# 8. Parser

28 Dec 2014

As of March 2020, School of Haskell has been switched to read-only mode.

I the previous installment, we finished implementing the tokenizer, a.k.a., the lexer. We implemented it as a (pure) function that takes a string of characters and produces a list of tokens. This list of tokens will now serve as the input to the next stage of our calculator, the parser, which applies the rules of grammar to tokens in order to create an expression tree. We already have the the signature for our parser:

``parse :: [Token] -> Expression``

What remains is to define the approapriate data structures and implement the parsing functions.

## The Grammar

Let's first define a simple grammar using some sort of BNF notation.

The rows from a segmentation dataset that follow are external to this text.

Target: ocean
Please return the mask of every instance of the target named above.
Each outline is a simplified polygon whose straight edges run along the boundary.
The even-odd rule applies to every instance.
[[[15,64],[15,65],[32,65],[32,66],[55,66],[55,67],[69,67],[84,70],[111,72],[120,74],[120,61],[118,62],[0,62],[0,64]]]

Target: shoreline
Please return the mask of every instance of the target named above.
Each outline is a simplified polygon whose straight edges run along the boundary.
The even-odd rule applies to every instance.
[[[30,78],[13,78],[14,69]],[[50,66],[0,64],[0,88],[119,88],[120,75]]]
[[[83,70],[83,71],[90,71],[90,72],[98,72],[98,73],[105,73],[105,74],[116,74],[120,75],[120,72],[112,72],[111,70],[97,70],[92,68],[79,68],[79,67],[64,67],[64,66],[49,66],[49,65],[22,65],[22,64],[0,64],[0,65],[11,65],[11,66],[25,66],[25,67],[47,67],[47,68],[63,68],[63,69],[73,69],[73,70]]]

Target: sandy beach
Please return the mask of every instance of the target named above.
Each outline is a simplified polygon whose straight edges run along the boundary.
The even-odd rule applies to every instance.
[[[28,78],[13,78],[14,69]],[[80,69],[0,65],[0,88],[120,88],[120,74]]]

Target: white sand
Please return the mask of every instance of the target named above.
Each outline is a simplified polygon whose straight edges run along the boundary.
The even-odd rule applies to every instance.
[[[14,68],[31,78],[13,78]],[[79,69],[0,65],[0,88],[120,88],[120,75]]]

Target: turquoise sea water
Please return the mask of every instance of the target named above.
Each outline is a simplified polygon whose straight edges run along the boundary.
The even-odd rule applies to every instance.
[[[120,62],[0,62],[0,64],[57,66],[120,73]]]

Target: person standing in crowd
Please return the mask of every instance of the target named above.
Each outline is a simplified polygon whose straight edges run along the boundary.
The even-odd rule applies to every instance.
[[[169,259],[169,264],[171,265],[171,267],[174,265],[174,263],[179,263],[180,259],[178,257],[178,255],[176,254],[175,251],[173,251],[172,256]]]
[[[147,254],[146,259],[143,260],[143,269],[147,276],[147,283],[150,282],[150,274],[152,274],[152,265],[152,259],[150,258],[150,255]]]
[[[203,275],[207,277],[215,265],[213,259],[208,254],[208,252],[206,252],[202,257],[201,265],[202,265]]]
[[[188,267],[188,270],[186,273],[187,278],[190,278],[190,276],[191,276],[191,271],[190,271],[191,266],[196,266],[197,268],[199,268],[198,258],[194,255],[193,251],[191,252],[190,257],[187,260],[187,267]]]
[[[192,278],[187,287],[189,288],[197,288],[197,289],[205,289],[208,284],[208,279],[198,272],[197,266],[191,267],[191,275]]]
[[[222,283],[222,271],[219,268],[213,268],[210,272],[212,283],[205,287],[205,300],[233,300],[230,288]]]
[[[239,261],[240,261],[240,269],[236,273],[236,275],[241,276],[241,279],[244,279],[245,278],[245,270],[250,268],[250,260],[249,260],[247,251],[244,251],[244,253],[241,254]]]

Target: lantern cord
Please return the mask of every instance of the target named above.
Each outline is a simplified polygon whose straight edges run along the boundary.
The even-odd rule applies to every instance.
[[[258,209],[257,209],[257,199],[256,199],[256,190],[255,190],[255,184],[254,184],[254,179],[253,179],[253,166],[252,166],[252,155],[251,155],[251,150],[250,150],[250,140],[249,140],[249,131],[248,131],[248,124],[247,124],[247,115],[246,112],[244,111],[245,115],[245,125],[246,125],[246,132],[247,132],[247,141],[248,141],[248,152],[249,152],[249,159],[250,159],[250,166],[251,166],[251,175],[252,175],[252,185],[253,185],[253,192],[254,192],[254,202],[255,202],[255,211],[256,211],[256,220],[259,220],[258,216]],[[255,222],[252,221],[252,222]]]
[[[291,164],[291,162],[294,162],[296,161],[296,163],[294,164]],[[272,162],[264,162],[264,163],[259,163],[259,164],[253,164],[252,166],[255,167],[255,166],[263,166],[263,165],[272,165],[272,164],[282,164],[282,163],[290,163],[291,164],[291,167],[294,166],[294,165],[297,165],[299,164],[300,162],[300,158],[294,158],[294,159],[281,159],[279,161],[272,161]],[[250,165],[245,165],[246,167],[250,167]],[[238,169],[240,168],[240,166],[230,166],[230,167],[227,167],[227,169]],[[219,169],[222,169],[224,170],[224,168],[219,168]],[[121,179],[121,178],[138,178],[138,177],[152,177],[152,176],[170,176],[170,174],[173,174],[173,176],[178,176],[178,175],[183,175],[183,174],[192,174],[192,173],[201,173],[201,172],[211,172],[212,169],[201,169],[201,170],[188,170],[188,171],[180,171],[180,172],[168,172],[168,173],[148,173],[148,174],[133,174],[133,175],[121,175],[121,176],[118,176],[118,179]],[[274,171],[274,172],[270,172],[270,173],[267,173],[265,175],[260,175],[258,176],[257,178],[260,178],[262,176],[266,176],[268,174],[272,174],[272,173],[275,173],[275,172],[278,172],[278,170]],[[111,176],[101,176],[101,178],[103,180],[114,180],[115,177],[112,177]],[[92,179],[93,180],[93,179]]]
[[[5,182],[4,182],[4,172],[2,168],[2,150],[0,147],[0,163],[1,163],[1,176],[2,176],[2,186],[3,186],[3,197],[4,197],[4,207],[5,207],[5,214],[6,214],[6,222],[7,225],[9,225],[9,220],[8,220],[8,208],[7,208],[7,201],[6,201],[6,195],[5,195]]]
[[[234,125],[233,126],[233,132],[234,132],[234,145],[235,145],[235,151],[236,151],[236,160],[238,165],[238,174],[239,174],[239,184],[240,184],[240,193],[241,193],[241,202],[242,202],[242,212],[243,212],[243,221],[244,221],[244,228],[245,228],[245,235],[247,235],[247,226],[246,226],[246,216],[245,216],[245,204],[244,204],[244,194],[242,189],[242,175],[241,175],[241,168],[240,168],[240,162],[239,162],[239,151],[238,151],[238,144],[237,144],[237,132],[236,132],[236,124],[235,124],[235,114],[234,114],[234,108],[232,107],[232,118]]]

We expect the result of parsing a line of user input to be an Expression. We'll consider three forms of expressions:

1. An additive expression that starts with a Term followed by either plus or minus, followed by another expression. This is a typical recursive definition for parsing expressions of the type `Term + Term - Term ... etc.`. Example: `x - 5 + y`.
2. An assignment of the form: Identifier equals Expression. For simplicity, I chose to treat an assignment as an expression, as it is in C++, rather than a separate statement. Example: `x = 2 + 2`
3. Finally, a lonely Term is also considered an expression. Example: `44`.

Terms are more tightly bound than expressions, corresponding to higher precedence of multiplicative vs. additive operators. We'll consider two forms or terms:

1. Factor followed by a multiplication or division sign, followed by another term. This production corresponds to terms of the form `Factor * Factor / Factor ...`. Example: `2 * x / 2`.
2. A Term could also be a lonely Factor. Example: `44`.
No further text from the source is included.